Now, she and every other person in Macomb Community Action’s Head Start program are being trained in Trauma Smart, a nationwide mental health program, funded by the Head Start Innovation Fund. A grant funds the same program for Head Start workers at the Oakland Livingston Human Service Agency.

Behind the wheel, rolling through her kids’ neighborhood of small lots and 800-square foot bungalows, Chrissy is a small, energetic woman who talks fast, describing what she has learned from Trauma Smart: While some children are traumatized by violence, even murder, around them, far more are traumatized by the realities of poverty. Even babies’ emotional landscapes are marred by chaos and fury around them.

And this: Some people get to drive the car. Others are content to ride along. But many are consigned to the trunk, cowering anxious and afraid. They are the victims of trauma, yesterday or long ago. They are unnoticed unless they make noise.

“We had one little girl who really tested our patience,” Chrissy remembers, speaking of herself and the teacher’s aide who rides along every day. “The girl would cry and scream, one day the whole way home,” and thrusting toys at her to distract her did no good. “Come to find out she was in foster care, taken from her dad. I’m don’t know if Mom was even in the picture. But she was living with Granny, who had four or five other kids to watch over.”

The next time the child stumbled to the bus screaming, Chrissy used her Trauma Smart intelligence. She got out of her seat and embraced her. “Come here, honey, and I held her head to my chest. It’s OK, there’s nothing to be afraid of. It’s OK, honey. You’re safe with me. I love you.”

She stepped up and sat in the back and she hasn’t had a meltdown since.

“It’s hard for me to realize, but oh my gosh, all she needed was somebody to love her.
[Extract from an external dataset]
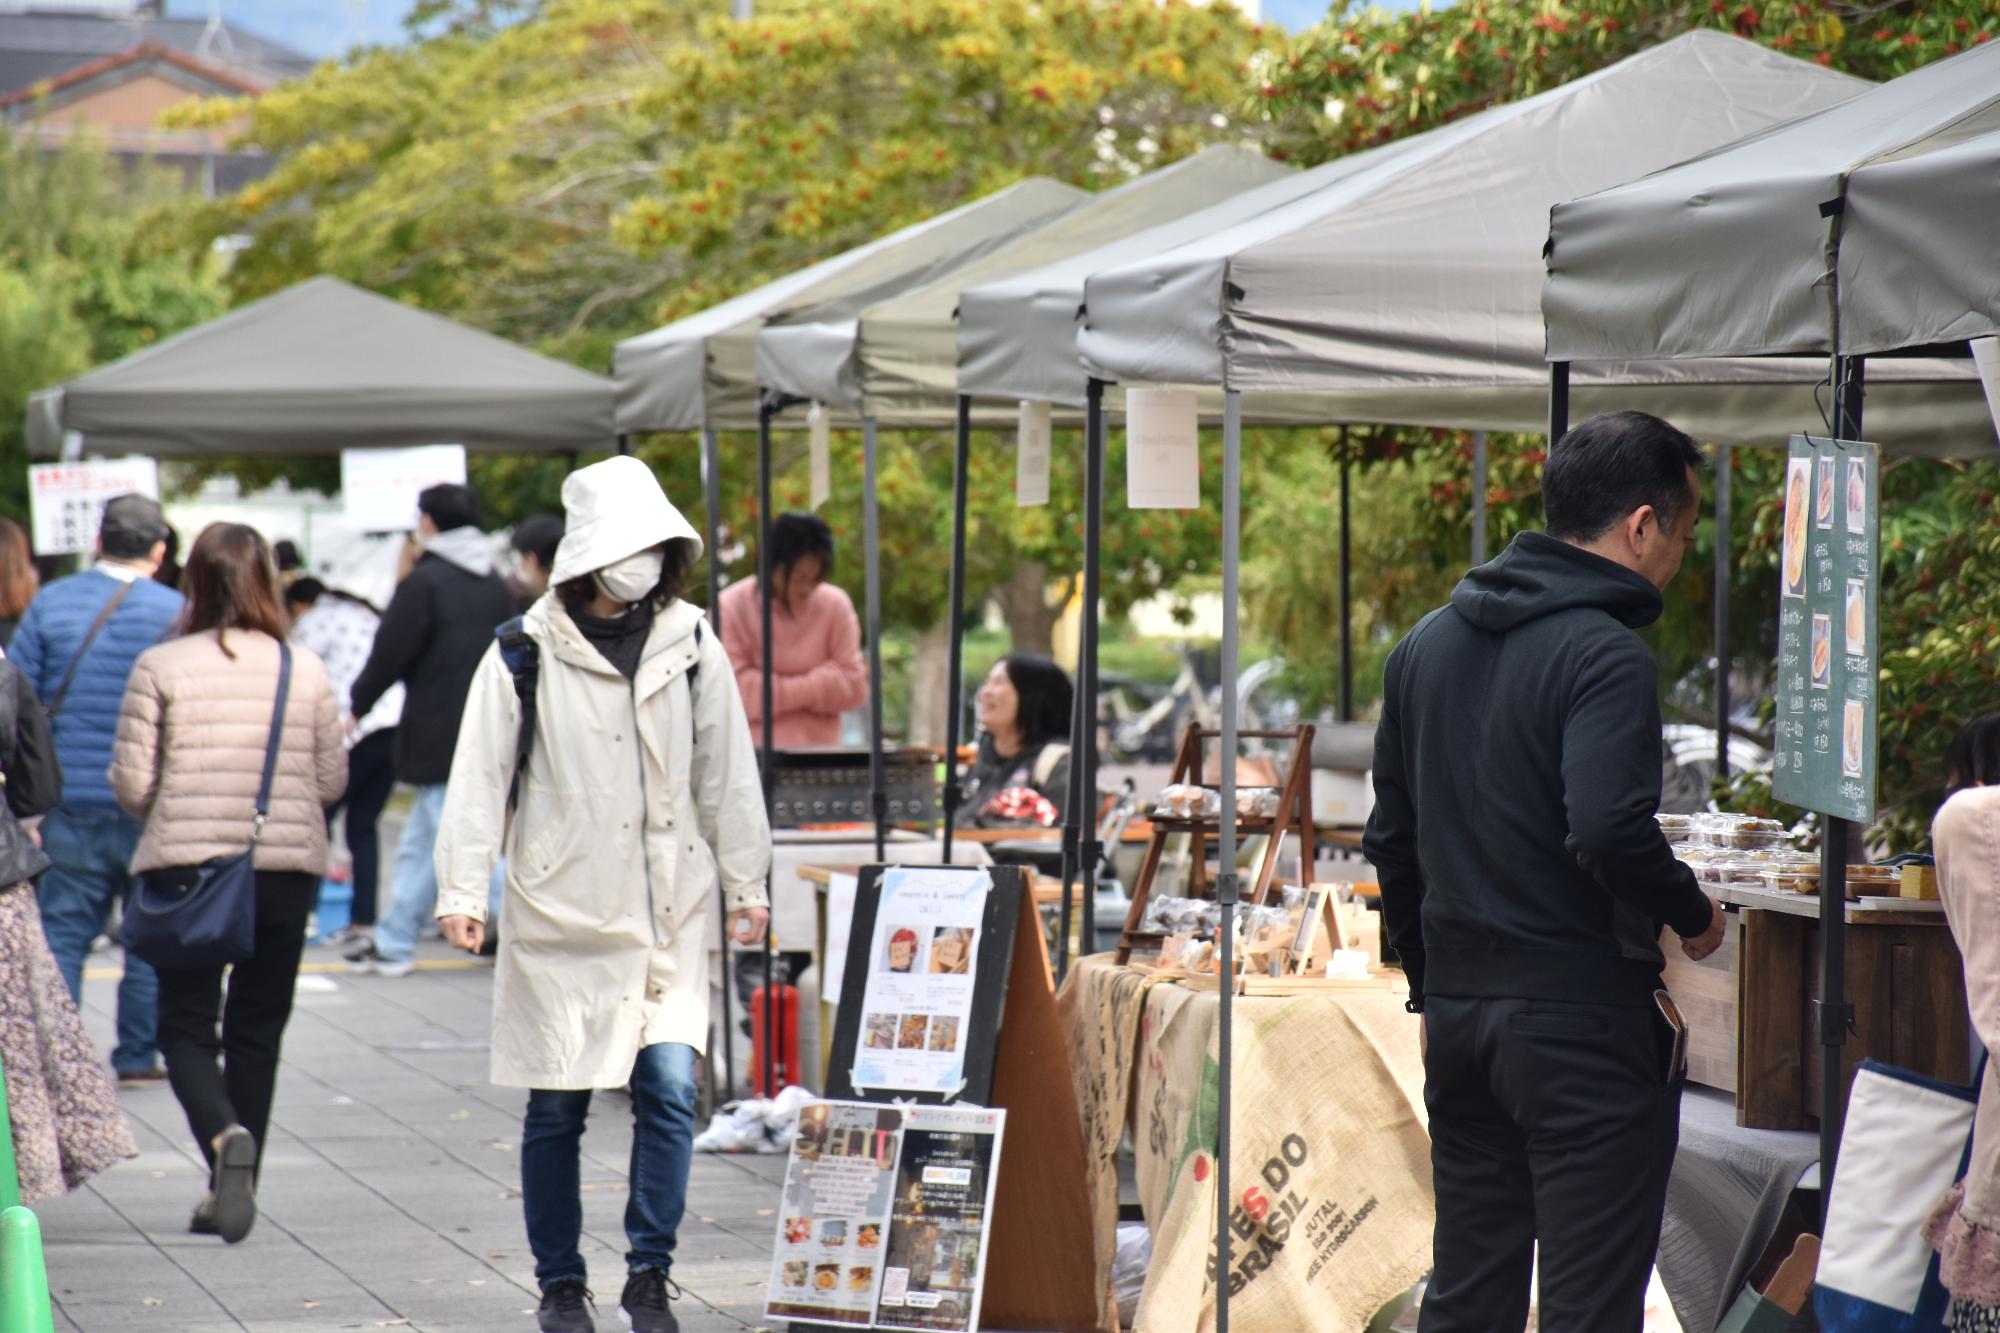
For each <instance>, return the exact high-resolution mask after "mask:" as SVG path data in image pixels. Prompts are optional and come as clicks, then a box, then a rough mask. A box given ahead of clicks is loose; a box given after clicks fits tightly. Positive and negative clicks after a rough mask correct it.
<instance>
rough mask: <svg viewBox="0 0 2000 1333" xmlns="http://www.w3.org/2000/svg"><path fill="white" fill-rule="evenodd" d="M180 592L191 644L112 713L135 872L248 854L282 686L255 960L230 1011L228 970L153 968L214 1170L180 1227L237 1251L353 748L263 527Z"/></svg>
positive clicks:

She had so much upheaval in her life, she didn’t feel safe anywhere.”

Miss Chrissy’s small yellow bus is a haven of peace.

The Head Start Innovation Fund is an $11 million effort, launched in 2013, aimed at improving the quality of Head Start services and outcomes for children and their families in Detroit and the tri-county region of Wayne, Oakland and Macomb counties. Collectively, this geographic area serves nearly 9,000 children through Head Start and Early Head Start. The Innovation Fund is supported by a group of 10 regional and national foundations.